Eric Thayer | Bloomberg | Getty Images
Overall, demand for mortgages weakened further last week, even as interest rates fell slightly. However, those still in the market are increasingly turning to variable rate loans to get the lowest interest rate possible.
Total mortgage application volume fell 4.7% last week from the previous week, according to the Mortgage Bankers Association’s seasonally adjusted index.
The average contract interest rate for 30-year fixed-rate mortgages with conforming loan balances of $806,500 or less decreased to 6.43% from 6.46%, with points falling from 0.61 to 0.60, including origination fees, for loans with a 20% down payment. The rate was only 7 basis points lower the same week a year ago.
Requests for refinancing a home loan, which had increased sharply in mid-September then declined two weeks ago, fell again last week, down 8%. Refinancing demand is still 18% higher than it was the same week a year ago.
“With mortgage rates on fixed-rate loans changing little last week, refinance application activity generally declined, with the exception of a slight increase for FHA refinance applications,” said Mike Fratantoni, MBA senior vice president and chief economist.

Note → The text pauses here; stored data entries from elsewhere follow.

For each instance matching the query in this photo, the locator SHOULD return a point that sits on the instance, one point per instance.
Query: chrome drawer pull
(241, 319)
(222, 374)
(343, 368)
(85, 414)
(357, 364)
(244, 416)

Mortgage applications to buy a home fell 1% over the week and rose 14% year over year. Buying demand hasn’t changed much in recent months as potential buyers face high prices and growing uncertainty in the economy. While the supply of homes for sale is higher than it was a year ago, more sellers are delisting their properties or choosing to wait before listing them.
For those purchasing or refinancing, slightly riskier adjustable-rate mortgages are gaining popularity because they offer lower interest rates. ARM rate terms can be fixed for up to 10 years, but the loans are considered riskier because they can adjust higher based on market conditions when the fixed term expires.
“The ARM share increased to 9.5 percent last week, up from 8.4 percent the week before. Our survey shows that 5/1 ARM rates are on average nearly a percentage point below 30-year fixed rates, and this gap is leading more homebuyers and refinancers to consider ARMs,” Fratantoni said.
Mortgage rates didn’t do much early this week as the lack of government data on the economy due to the shutdown kept bond markets relatively calm.